In short, the market is basically priced for the Fed to take the fed funds rate down to the ‘neutral’ 2.9% level by the late summer of next year and, thereafter, hold at this level for as far as the eye can see. It suggests that no matter the pace and extent of rate cuts in coming months, longer-term pricing of the Fed funds rate should be anchored close to this neutral rate - as long as the economy is developing as the Fed anticipates.
What about those central banks where policymakers suggest that rates will return to neutral, but seem unclear as to where the neutral rate actually lies? The likes of both Lagarde from the ECB and Bailey from the BoE both suggest that they won’t know where neutral is until after they have reached it, and hence are reticent to give any sort of guidance on where they think it might be. BoJ Governor Ueda seems equally reticent.

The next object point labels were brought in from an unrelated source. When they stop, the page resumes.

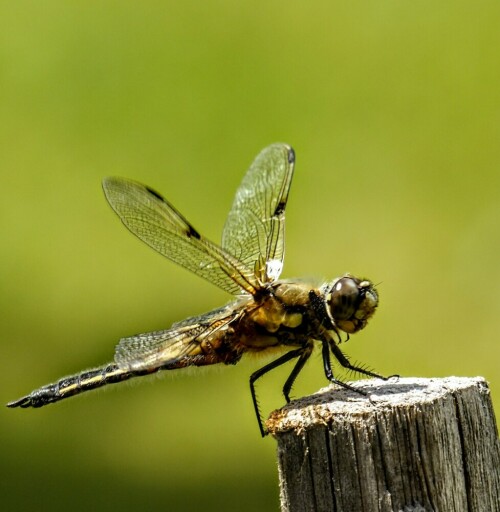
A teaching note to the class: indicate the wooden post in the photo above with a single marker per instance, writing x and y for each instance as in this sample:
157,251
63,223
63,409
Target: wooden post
412,445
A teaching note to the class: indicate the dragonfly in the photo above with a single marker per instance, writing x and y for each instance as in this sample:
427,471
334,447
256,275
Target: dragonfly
267,315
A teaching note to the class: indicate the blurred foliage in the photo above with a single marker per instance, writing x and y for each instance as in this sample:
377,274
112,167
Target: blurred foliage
393,109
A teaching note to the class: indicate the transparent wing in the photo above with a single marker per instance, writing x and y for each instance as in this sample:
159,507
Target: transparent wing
181,342
157,223
255,227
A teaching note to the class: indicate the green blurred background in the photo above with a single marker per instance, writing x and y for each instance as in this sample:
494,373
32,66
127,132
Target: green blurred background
393,109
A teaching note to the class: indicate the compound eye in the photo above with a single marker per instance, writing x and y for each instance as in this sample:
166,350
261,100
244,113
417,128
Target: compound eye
344,298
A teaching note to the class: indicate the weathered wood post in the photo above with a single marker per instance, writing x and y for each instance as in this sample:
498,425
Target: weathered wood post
412,445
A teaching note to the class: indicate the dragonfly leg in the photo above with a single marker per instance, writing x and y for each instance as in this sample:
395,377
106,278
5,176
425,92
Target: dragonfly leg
267,368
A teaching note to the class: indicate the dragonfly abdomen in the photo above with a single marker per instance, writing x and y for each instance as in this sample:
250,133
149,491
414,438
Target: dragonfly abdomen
73,385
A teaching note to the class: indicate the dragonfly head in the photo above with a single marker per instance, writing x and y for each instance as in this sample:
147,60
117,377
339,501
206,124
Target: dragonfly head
350,302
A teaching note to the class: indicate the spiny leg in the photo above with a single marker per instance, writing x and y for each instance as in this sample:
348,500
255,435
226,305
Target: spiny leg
327,366
304,356
267,368
342,359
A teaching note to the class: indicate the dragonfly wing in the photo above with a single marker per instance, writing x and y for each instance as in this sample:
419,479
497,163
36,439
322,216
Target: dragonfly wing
255,227
157,223
183,340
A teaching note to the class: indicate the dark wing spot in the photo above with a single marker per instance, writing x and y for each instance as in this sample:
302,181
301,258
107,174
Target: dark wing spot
154,193
279,209
193,233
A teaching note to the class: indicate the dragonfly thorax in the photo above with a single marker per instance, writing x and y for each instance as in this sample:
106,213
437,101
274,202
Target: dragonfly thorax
350,302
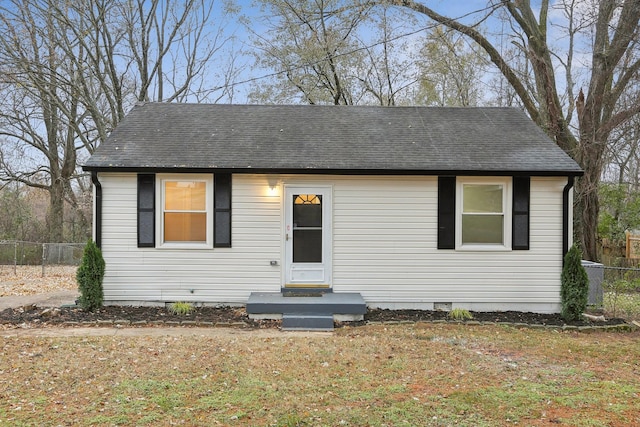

Does this mean that money markets in the euro zone, the UK and Japan lack the same sort of anchor that we see in the US? If they do, it could mean that terminal rate expectations prove more volatile in these countries than we see in the US, and this could have a bearing on financial market prices.
To take an example, if we look at the pricing of policy rates in Japan, we see that there’s a steady increase from the current 0.25% rate to just under 0.7% over the next three years. This is interesting for, if we assume that it takes no longer than this for the BoJ to reach neutral, the implied rate is much lower than the 1% neutral rate that was suggested by one BoJ member, Tamura earlier this month.
According to the Standard Bank, now clearly it can’t say for sure that this is a common view within the BoJ or that the bank will get to such a neutral rate over the next few years. But what it does suggest is the possibility of a notable gap between market pricing and policymaker expectations and that’s something that could introduce significant volatility, as indeed we saw after the BoJ hiked rates in late August. For not only will near-term rate expectations prove volatile as rates are changed, but we may see more volatility in this assessment of the terminal rate as well.
In the Standard Bank’s view, this could give the yen an upward bias against the US dollar although, for other central banks that are easing policy, like the ECB and BoE, the risks may lie in terms of weaker currencies against the dollar should rate cuts lower terminal-rate expectations as well.